Use at least desktop viewport 1440x1000. If time permits, also capture mobile/tablet only for layout-breaking evidence; numerical correctness is the priority. Screenshots should be full-page where practical and saved under:
docs/audits/auto-research/snapshots/YYYY-MM-DD/<feature>-<state>.png
Default EMA Control Parameters
Use these defaults unless the implemented UI/API only supports a narrower set. Record any substitutions.
- Symbol:
SPY
- Resolution: 15-minute regular-session bars
- Strategy: EMA crossover
- Fast EMA: 5
- Slow EMA: 10
- RSI filter: off for the baseline run; if supported, also test RSI(14) with thresholds 30/70
- Exit: 5-bar hold or the implemented declarative hold-period exit
- Costs: zero-cost baseline; if supported, also test 1 bps slippage/commission sensitivity
- Seeds: 42 for deterministic validations; 43 as a sanity check that stochastic paths change
- Walk-forward: fixed-spec validation first; optimize-on-train only if explicitly implemented
- Monte Carlo: use the implemented default; if configurable, use 100 simulations for a quick validation and record that it is a smoke-level sample, not a production confidence run
- Sensitivity grid: fast EMA 3-12, slow EMA 8-30, reject
fast >= slow
Output
Create or update today's report:
docs/audits/auto-research/runs/YYYY-MM-DD-build-alpha-functionality-validation.md
At the end:
- Set
state.json.mode to build-alpha-validation-complete-awaiting-review.
- Set
state.json.last_run to the current ISO timestamp with offset.
- Set
state.json.cursor to the report path and one-line verdict.
- Do not change
baseline_completed_at, remediation_completed_at, or historical baseline finding state.
If interrupted, leave mode as build-alpha-validation-pending, update cursor with the last completed target, and write a partial report.

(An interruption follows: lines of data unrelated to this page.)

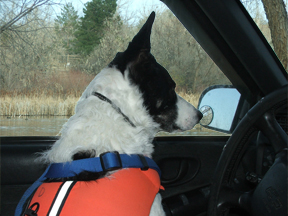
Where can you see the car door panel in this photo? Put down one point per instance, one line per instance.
(187, 164)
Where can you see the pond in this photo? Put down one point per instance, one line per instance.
(51, 126)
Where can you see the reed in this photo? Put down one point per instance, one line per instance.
(43, 105)
(37, 106)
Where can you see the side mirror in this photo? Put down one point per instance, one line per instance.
(218, 105)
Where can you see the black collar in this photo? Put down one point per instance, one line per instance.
(103, 98)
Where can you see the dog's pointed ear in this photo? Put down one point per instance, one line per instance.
(141, 41)
(139, 44)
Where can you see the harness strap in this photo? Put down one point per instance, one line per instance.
(108, 161)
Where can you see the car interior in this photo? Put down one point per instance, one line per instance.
(244, 173)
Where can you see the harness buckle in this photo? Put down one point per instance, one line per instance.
(110, 161)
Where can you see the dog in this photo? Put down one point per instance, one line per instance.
(121, 110)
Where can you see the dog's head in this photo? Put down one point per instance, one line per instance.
(167, 108)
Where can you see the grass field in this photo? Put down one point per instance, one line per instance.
(43, 105)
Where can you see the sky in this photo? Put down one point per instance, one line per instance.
(133, 9)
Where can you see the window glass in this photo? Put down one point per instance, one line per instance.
(47, 60)
(271, 19)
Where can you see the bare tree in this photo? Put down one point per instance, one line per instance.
(16, 11)
(278, 23)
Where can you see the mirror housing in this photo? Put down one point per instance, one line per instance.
(219, 106)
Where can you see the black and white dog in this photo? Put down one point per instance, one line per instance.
(122, 109)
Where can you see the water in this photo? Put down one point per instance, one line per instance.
(31, 125)
(51, 126)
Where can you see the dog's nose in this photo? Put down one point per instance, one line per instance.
(200, 115)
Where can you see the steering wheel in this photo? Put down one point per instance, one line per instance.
(269, 197)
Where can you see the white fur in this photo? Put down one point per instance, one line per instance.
(96, 125)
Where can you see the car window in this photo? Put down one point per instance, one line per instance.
(47, 60)
(271, 19)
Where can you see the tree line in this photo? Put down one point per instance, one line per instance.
(36, 49)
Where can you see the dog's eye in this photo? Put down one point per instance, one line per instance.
(165, 107)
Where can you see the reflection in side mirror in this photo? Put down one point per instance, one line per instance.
(218, 105)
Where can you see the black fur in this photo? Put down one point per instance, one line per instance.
(153, 80)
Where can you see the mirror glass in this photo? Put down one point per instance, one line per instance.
(218, 105)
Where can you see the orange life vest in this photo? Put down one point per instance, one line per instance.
(125, 192)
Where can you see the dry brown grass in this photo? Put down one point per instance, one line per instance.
(37, 106)
(43, 105)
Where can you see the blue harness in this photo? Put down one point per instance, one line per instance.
(108, 161)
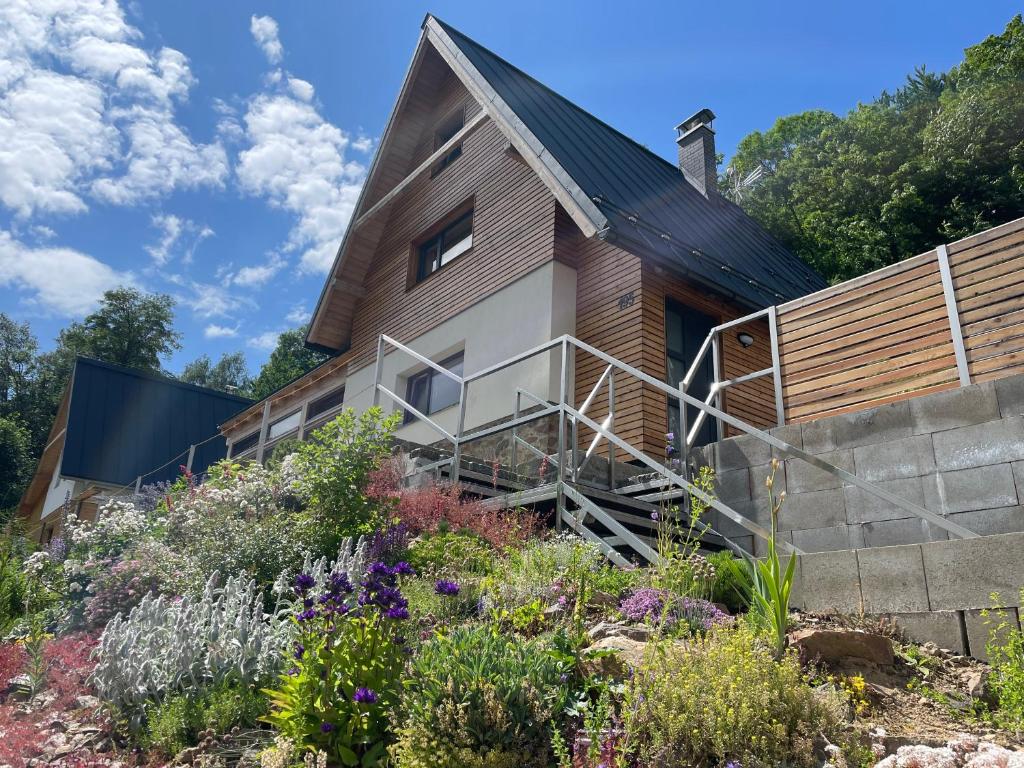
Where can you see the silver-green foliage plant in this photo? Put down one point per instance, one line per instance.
(192, 644)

============================================================
RUN SUMMARY TEMPLATE
============================================================
docs/audits/auto-research/runs/YYYY-MM-DD.md:
# Auto-research run — YYYY-MM-DD
**Mode:** baseline-in-progress
**Started:** <iso>
**Ended:** <iso>
**Stop reason:** budget | usage-cap | no-new-findings | manual-interrupt | error
**Phases touched:** [1, 2]
**Cursor at end:** <path or n/a>
## Findings opened
- F-NNNN — Px — area — one-line summary
## Findings updated (last_seen bumped)
- F-NNNN — Px — area — one-line summary
## Findings closed
- F-NNNN — verified by …
## Skipped
- <area / file> — reason (e.g., container down, pending human input)
## Notes for the human
- Anything the human should look at before the next run.
When you don't know
If the state file is missing, malformed, or describes a mode this version of the skill doesn't recognize: stop, write nothing, tell the user. The user owns the loop's lifecycle, not the skill.